3.3.1. Problems with Booting the Installation Medium

When attempting to boot the installation medium for the first time, you may encounter a number of problems. Note that the following problems are not related to booting your newly installed Linux system. See Section 3.3.4 for information on these kinds of pitfalls.

Floppy or medium error occurs when attempting to boot. The most popular cause for this kind of problem is a corrupt boot floppy. Either the floppy is physically damaged, in which case you should re-create the disk with a brand-new floppy, or the data on the floppy is bad, in which case you should verify that you downloaded and transferred the data to the floppy correctly. In many cases, simply re-creating the boot floppy will solve your problems. Retrace your steps and try again.

If you received your boot floppy from a mail-order vendor or some other distributor, instead of downloading and creating it yourself, contact the distributor and ask for a new boot floppy — but only after verifying that this is indeed the problem. This can, of course, be difficult, but if you get funny noises from your floppy drive or messages like cannot read sector or similar, chances are that your medium is damaged.
System "hangs" during boot or after booting. After the installation medium boots, you see a number of messages from the kernel itself, indicating which devices were detected and configured. After this, you are usually presented with a login prompt, allowing you to proceed with installation (some distributions instead drop you right into an installation program of some kind). The system may appear to "hang" during several of these steps. Be patient; loading software from floppy is very slow. In many cases, the system has not hung at all, but is merely taking a long time. Verify that there is no drive or system activity for at least several minutes before assuming that the system is hung.

Each activity listed at the beginning of this section may cause a delay that makes you think the system has stopped. However, it is possible that the system actually may "hang" while booting, which can be due to several causes. First of all, you may not have enough available RAM to boot the installation medium. (See the following item for information on disabling the ramdisk to free up memory.)

Hardware incompatibility causes many system hangs. Even if your hardware is supported, you may run into problems with incompatible hardware configurations that are causing the system to hang. See Section 3.3.2, for a discussion of hardware incompatibilities. Section 10.2 in Chapter 10 lists the currently supported video chipsets, which are a major issue in running graphics on Linux.
System reports out-of-memory errors while attempting to boot or install the software. This problem relates to the amount of RAM you have available. Keep in mind that Linux itself requires at least 4 MB of RAM to run at all; almost all current distributions of Linux require 8 MB or more. On systems with 8 MB of RAM or less, you may run into trouble booting the installation medium or installing the software itself. This is because many distributions use a ramdisk, which is a filesystem loaded directly into RAM, for operations while using the installation medium. The entire image of the installation boot floppy, for example, may be loaded into a ramdisk, which may require more than 1 MB of RAM.

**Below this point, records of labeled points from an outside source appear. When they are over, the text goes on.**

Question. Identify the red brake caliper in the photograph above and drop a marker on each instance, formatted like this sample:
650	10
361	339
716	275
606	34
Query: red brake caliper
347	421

The solution to this problem is to disable the ramdisk option when booting the install medium. Each distribution has a different procedure for doing this. Please see your distribution documentation for more information.

You may not see an out-of-memory error when attempting to boot or install the software; instead, the system may unexpectedly hang or fail to boot. If your system hangs, and none of the explanations in the previous section seems to be the cause, try disabling the ramdisk.
The system reports an error, such as "Permission denied" or "File not found," while booting. This is an indication that your installation boot medium is corrupt. If you attempt to boot from the installation medium (and you're sure you're doing everything correctly), you should not see any such errors. Contact the distributor of your Linux software and find out about the problem, and perhaps obtain another copy of the boot medium if necessary. If you downloaded the boot disk yourself, try re-creating the boot disk, and see if this solves your problem.
The system reports the error "VFS: Unable to mount root" when booting. This error message means that the root filesystem (found on the boot medium itself) could not be found. This means that either your boot medium is corrupt or you are not booting the system correctly.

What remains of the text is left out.